Another year, another report confirming what most compliance and IT security officers already know: third-party vendors are an enormous security and privacy risk, and oversight of those parties is a mess.
That’s the message of a report released Thursday by Opus and the Ponemon Institute, which surveyed more than 1,000 IT and data security professionals in the United States and Britain. Fifty-nine percent of respohttps://www.opus.com/ponemon/https://www.opus.com/ponemon/ndents said that their companies had experienced a breach due to third-party vendors — up from 56 percent in 2017 and 49 percent in 2016.
The rest of the report isn’t any better. Additional glum statistics to ponder…
- Only 29 percent of respondents say a third party would contact them about the data breach;
- Only 37 percent of respondents say they have sufficient resources to manage third-party relationships;
- Only 35 percent of respondents rate their third-party risk management program as highly effective;
- 57 percent of respondents do not know if their organizations’ vendor safeguards are sufficient to prevent a breach.
- Only 34 percent of respondents say they have a comprehensive inventory of all their third parties.
The Ponemon Institute also asked executives about data security for their “Nth parties” — that is, the vendors that all of your third parties use, which are fourth parties to you. Only 12 percent of survey respondents believed they would learn of a breach at one of those Nth parties involving their data. Only 15 percent said they even know how Nth parties are accessing or processing their company data at all. It’s tough to mitigate a risk you don’t fully grasp.

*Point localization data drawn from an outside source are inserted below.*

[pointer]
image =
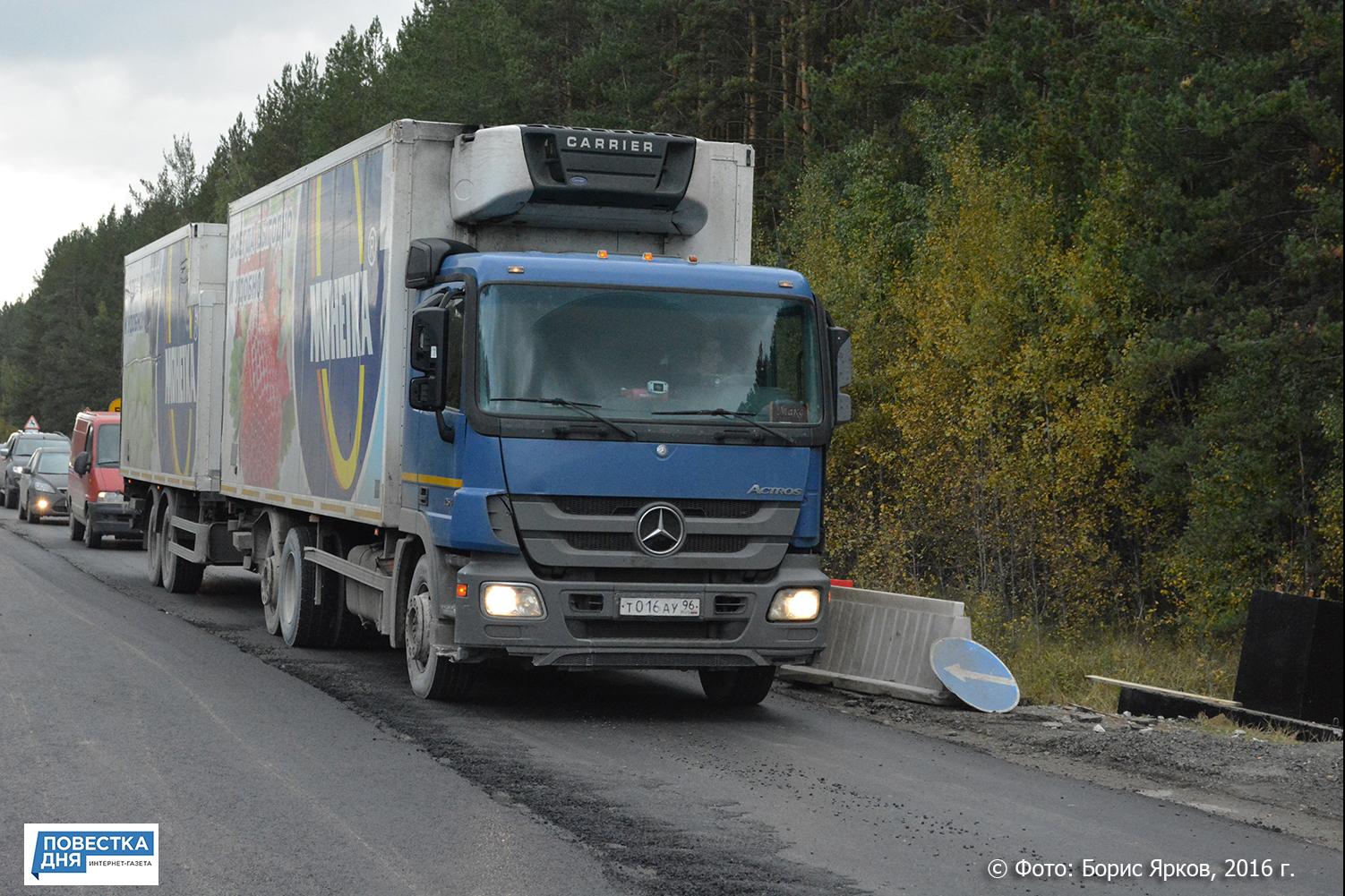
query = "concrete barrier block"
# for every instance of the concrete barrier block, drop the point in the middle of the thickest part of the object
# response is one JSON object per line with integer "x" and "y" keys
{"x": 880, "y": 642}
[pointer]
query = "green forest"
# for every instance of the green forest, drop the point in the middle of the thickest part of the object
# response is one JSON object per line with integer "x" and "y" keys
{"x": 1090, "y": 253}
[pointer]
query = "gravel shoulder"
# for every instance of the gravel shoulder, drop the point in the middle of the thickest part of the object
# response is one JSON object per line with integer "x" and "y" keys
{"x": 1293, "y": 788}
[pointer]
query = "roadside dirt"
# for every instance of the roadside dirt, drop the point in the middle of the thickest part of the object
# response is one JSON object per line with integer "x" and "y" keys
{"x": 1293, "y": 788}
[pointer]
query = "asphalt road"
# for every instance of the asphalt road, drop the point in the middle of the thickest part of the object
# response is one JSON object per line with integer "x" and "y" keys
{"x": 300, "y": 771}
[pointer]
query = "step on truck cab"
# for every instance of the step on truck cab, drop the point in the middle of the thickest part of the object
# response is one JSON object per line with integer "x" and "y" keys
{"x": 513, "y": 395}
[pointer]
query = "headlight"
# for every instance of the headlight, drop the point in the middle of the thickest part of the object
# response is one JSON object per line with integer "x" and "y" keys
{"x": 501, "y": 599}
{"x": 795, "y": 604}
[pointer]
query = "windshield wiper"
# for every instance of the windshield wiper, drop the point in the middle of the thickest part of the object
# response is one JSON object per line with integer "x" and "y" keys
{"x": 583, "y": 406}
{"x": 725, "y": 412}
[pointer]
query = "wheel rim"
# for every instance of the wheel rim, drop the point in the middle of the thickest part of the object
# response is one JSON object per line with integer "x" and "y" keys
{"x": 288, "y": 593}
{"x": 418, "y": 628}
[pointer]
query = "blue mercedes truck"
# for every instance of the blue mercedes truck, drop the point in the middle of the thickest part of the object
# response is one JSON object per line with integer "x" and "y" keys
{"x": 505, "y": 395}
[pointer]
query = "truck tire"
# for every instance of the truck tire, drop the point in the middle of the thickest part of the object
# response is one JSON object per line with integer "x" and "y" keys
{"x": 303, "y": 622}
{"x": 155, "y": 540}
{"x": 181, "y": 576}
{"x": 737, "y": 687}
{"x": 93, "y": 538}
{"x": 432, "y": 677}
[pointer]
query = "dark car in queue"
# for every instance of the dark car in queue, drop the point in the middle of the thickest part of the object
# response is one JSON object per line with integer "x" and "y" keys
{"x": 43, "y": 484}
{"x": 21, "y": 444}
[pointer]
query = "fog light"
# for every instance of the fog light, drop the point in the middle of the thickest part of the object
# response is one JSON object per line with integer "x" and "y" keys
{"x": 795, "y": 604}
{"x": 503, "y": 599}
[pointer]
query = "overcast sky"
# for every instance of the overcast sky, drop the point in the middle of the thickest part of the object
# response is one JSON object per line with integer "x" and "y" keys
{"x": 93, "y": 93}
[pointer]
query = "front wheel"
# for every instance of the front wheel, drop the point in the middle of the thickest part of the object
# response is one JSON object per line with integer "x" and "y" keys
{"x": 432, "y": 677}
{"x": 737, "y": 687}
{"x": 93, "y": 538}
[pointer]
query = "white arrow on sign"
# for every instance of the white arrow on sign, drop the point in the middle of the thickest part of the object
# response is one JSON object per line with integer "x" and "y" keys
{"x": 967, "y": 674}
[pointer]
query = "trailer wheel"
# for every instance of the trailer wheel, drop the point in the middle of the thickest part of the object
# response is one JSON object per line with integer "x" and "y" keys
{"x": 268, "y": 566}
{"x": 432, "y": 677}
{"x": 155, "y": 538}
{"x": 302, "y": 620}
{"x": 737, "y": 687}
{"x": 181, "y": 576}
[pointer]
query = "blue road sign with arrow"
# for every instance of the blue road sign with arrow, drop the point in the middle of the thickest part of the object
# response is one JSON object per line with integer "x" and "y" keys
{"x": 974, "y": 674}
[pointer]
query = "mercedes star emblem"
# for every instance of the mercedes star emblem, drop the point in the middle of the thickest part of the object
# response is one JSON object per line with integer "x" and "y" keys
{"x": 661, "y": 530}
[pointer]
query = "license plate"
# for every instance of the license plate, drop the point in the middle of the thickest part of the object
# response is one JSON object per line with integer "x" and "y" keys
{"x": 659, "y": 607}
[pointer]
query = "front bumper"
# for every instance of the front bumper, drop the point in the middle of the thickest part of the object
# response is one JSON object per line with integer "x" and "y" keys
{"x": 583, "y": 630}
{"x": 113, "y": 519}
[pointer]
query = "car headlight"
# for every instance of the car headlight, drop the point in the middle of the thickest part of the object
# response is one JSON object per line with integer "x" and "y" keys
{"x": 510, "y": 601}
{"x": 795, "y": 604}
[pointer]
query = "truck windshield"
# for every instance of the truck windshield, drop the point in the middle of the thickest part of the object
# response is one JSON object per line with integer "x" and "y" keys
{"x": 646, "y": 354}
{"x": 109, "y": 446}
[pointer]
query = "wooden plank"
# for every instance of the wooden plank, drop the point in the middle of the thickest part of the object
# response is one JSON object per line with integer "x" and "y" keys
{"x": 1152, "y": 689}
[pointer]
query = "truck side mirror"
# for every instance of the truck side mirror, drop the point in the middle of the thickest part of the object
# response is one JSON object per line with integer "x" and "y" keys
{"x": 843, "y": 355}
{"x": 843, "y": 358}
{"x": 429, "y": 346}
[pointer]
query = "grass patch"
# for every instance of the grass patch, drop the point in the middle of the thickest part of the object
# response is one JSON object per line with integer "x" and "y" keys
{"x": 1050, "y": 663}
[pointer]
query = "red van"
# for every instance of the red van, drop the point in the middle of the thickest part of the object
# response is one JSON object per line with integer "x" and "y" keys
{"x": 97, "y": 502}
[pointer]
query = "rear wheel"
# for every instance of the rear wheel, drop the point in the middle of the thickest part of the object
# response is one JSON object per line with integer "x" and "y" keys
{"x": 155, "y": 540}
{"x": 432, "y": 677}
{"x": 737, "y": 687}
{"x": 181, "y": 575}
{"x": 302, "y": 619}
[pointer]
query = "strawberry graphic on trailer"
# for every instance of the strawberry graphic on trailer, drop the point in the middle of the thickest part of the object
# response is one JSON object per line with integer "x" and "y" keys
{"x": 264, "y": 385}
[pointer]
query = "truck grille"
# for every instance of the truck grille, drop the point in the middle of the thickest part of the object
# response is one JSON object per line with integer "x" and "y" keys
{"x": 680, "y": 630}
{"x": 707, "y": 508}
{"x": 578, "y": 532}
{"x": 621, "y": 541}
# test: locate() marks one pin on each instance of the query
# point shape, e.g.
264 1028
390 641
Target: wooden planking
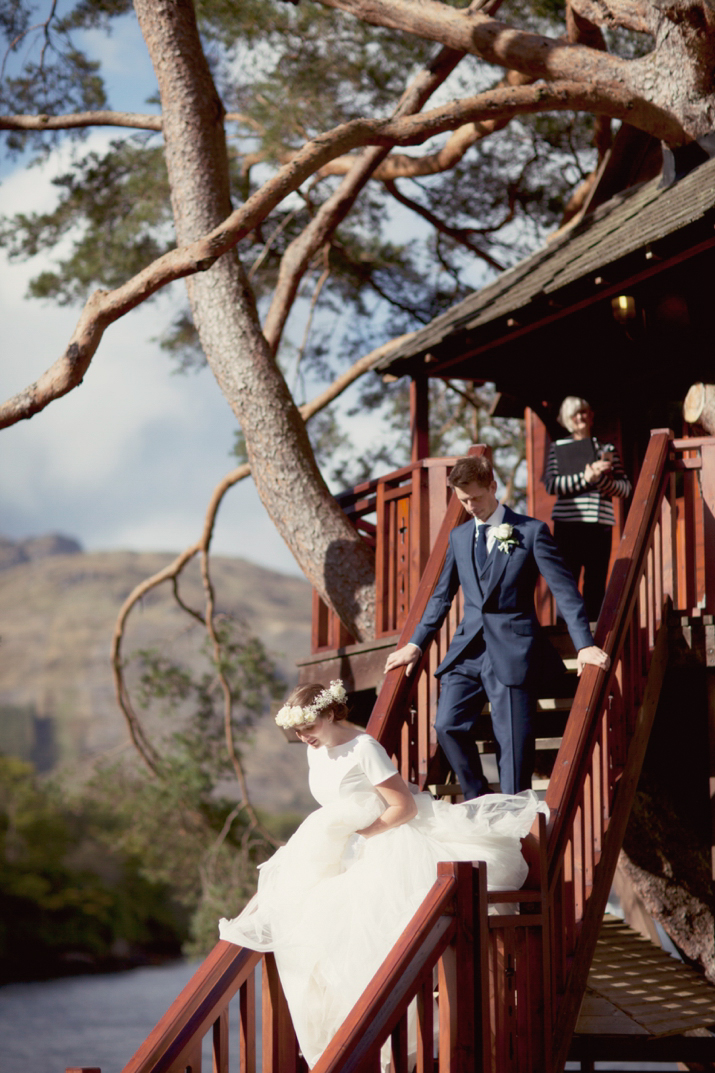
656 993
588 934
194 1011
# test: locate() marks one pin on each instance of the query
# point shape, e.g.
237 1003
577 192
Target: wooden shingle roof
633 222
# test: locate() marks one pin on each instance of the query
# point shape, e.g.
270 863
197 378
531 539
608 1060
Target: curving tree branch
104 117
173 571
461 235
105 307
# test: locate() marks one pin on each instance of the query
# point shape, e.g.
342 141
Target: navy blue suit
499 652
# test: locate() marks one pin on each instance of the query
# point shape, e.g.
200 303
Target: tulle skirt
331 904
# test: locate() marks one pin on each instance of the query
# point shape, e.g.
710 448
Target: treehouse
615 308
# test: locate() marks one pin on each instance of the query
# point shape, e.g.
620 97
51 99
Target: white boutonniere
505 538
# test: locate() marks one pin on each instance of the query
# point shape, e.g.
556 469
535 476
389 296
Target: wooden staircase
509 984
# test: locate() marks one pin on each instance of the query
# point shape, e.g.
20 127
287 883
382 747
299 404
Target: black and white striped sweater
580 501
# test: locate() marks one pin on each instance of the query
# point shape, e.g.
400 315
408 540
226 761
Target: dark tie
481 545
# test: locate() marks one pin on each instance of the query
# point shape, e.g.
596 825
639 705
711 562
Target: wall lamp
623 308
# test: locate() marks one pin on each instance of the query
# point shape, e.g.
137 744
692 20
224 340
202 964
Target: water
85 1020
101 1019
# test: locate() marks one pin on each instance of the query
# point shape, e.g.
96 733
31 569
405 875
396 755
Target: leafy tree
64 898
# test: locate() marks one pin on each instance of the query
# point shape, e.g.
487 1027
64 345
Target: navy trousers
464 690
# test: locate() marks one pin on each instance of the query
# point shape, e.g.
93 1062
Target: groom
499 652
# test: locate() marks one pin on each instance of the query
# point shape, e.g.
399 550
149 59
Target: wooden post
420 417
708 489
279 1043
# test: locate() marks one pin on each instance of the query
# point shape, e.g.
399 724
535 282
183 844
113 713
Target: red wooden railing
509 985
399 514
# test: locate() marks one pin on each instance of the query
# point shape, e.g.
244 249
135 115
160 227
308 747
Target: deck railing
399 515
509 1001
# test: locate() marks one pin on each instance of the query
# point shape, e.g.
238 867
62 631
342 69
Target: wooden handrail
446 915
195 1009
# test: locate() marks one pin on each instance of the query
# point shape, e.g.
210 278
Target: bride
333 900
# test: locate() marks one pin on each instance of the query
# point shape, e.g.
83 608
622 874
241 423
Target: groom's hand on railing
408 657
594 656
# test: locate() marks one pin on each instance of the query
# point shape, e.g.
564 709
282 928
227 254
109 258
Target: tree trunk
326 547
699 409
670 870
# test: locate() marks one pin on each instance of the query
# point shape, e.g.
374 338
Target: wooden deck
641 1002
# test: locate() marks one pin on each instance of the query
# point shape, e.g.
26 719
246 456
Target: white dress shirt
494 520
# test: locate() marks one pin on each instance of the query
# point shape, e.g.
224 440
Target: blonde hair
569 407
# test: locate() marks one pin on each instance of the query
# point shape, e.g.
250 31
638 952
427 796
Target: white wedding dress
332 904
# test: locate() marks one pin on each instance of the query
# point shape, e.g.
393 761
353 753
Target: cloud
128 459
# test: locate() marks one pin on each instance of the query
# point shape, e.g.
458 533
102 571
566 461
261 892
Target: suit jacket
500 602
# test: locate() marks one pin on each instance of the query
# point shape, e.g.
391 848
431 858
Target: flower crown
296 716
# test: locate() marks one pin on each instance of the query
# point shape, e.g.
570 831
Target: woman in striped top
583 513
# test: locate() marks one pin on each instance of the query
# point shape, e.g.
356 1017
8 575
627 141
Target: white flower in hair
297 716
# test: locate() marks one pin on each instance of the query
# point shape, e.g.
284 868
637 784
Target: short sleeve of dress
375 761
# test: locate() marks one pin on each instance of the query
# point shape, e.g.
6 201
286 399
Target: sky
130 458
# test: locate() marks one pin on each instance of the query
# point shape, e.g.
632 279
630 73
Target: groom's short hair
473 469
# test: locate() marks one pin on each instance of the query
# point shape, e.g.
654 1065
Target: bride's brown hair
303 696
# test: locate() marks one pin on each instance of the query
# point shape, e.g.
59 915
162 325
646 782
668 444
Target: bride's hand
402 807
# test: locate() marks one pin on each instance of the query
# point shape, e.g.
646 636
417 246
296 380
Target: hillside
58 605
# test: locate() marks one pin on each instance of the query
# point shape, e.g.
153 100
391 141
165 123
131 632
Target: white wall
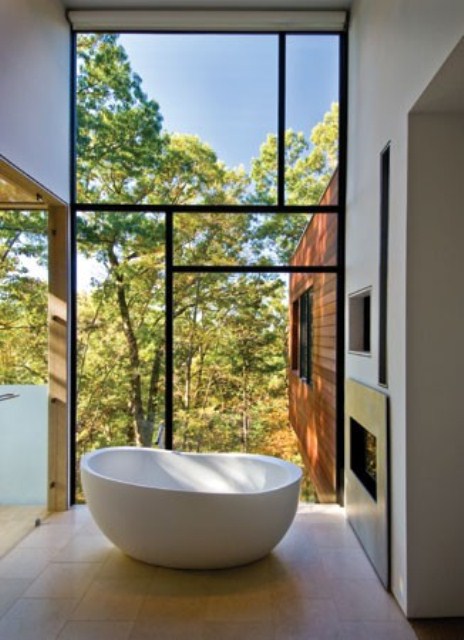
435 360
34 86
396 47
23 445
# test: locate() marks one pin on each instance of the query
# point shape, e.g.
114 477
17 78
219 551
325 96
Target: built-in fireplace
366 472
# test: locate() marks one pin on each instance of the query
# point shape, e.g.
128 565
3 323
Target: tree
23 298
118 126
124 156
309 165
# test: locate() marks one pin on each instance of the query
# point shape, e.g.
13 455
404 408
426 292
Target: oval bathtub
190 510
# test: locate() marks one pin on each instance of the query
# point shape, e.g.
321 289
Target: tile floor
65 581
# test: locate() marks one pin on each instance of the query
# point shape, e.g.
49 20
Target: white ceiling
208 4
445 93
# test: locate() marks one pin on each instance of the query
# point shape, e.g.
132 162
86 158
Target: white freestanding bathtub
190 510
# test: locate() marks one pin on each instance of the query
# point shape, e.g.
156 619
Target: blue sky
223 88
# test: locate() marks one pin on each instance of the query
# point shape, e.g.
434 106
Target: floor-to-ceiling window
200 161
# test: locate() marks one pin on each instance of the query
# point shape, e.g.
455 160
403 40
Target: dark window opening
294 349
364 456
306 335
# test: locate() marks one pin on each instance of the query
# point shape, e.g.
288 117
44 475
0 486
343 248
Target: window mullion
281 123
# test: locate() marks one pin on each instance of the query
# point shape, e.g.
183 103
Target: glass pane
175 119
244 239
311 118
230 363
23 364
121 318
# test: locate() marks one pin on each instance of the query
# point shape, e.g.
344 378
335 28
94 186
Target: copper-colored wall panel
312 407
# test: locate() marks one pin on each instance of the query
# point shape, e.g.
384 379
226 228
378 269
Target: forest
230 329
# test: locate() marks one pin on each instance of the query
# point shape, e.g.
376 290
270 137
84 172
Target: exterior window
295 323
306 335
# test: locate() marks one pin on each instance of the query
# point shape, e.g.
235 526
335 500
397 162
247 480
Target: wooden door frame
58 324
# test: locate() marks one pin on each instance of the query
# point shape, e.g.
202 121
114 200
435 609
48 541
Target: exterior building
312 375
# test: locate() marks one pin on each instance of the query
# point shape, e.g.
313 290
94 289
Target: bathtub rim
295 472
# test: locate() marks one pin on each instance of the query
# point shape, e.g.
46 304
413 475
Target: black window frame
171 268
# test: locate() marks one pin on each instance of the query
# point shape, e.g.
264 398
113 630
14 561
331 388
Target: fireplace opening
364 456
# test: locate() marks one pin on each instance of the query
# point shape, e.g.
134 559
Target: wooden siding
313 406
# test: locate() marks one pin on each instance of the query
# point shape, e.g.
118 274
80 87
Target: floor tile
310 619
35 618
112 599
364 601
244 607
175 629
66 581
347 564
118 565
84 548
52 536
258 630
10 590
96 630
400 630
23 562
63 580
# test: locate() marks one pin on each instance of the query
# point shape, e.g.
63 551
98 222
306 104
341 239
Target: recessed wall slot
359 314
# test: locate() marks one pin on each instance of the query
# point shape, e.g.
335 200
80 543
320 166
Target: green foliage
23 298
230 385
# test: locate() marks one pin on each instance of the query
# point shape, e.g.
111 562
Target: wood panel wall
313 406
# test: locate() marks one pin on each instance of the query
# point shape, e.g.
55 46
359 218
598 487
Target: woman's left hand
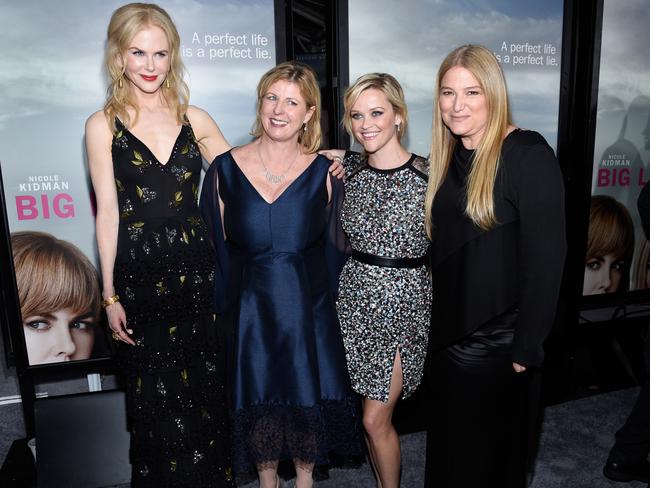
518 367
336 156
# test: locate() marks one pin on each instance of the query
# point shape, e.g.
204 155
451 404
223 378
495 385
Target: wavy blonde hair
125 24
479 61
53 274
305 78
385 83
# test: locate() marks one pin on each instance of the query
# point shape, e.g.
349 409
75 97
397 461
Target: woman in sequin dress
385 292
157 262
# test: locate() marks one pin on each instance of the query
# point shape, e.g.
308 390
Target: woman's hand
336 156
518 367
117 322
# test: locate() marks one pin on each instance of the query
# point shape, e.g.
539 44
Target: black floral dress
164 272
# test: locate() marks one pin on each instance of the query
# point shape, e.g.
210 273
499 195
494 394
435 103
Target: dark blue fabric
277 274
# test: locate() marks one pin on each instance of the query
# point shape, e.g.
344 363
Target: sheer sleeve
211 213
351 161
337 247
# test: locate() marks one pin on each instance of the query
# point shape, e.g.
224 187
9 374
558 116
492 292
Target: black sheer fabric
163 273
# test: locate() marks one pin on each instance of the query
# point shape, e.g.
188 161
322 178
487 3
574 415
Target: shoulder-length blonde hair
53 274
125 23
479 61
385 83
305 78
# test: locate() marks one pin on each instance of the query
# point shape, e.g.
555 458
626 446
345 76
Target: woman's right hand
117 323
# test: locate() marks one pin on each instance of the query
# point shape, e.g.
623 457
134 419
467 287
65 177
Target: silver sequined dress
383 310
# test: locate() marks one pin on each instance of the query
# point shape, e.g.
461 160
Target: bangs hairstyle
52 274
385 83
611 230
305 78
125 24
479 61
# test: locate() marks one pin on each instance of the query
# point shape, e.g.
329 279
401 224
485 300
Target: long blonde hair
385 83
125 24
305 78
479 61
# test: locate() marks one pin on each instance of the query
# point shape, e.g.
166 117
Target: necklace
272 177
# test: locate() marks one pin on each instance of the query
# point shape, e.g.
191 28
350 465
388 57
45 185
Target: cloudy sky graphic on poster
409 40
52 80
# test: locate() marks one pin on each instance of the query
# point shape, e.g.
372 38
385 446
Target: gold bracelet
110 301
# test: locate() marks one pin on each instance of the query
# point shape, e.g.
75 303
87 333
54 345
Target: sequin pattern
384 310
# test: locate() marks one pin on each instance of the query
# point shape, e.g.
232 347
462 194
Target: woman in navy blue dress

What’s driving all this inability to govern third-party data risks? Lack of resources seems to be one issue: only 37 percent said they have sufficient resources to do the job.
Lack of urgency, however, might be another: while 76 percent said the number of cybersecurity incidents due to vendors is rising, only 46 percent said their companies have made managing these outside risks a priority. And only one-third said they regularly update their boards on how effective their risk management programs for third parties are.
Whither Third-Party Oversight
What’s striking is that so many of these statistics — which are dismal, considering the gravity of the risk involved — relate to governance, policy, and oversight, rather than IT security.
No, your company is not responsible for managing the IT security of your third parties. It is, however, responsible for thinking smartly about how third-party technology vendors are used within your enterprise. So this very much is a corporate risk where compliance or internal audit should be involved.
For example, as noted above, only 34 percent of respondents have a comprehensive inventory of third parties using their data. Why don’t more companies have that comprehensive inventory? Because they don’t have a centralized approach to managing third parties (so say 69 percent of respondents), or the third-party relationships are too complex (cited by 48 percent).
Those are challenges compliance officers have encountered before in the anti-corruption world. They are weaknesses internal audit executives have encountered before if they’ve ever audited the procurement function.
Yes, applying those lessons to technology vendors is more challenging, because it’s so easy for employees to tap new tech vendors without alerting anyone and because cybersecurity is such a fast-evolving threat. But the lessons themselves are the same, because they are about prioritizing the risk, training employees on proper procedure, and strengthening the control environment so everyone understands that third-party risk is something taken seriously.
The Ponemon Institute did recommend a few best practices: create an inventory of all third parties that can access your confidential data; review their policies and practices for data security, including how they address emerging threats such as new apps or devices their employees might use; include contract clauses requiring them to notify you if they will share your confidential information with their third parties.
Those are good practices for your company to adopt. They are also not new. The same issues and ideas were raised in last year’s report, and others prior to that.
The question really is why a company hasn’t adopted those practices yet. Too often, the answer is because the company hasn’t allocated the proper resources to get those practices done, and that’s because the board hasn’t whacked the alarm bell with sufficient vigor so everyone hears the message.
So if you want to print out this post and your most recent risk assessment of tech vendors, and staple those documents to the board’s forehead — that might be a good idea. The risk is only going to get more pressing from here.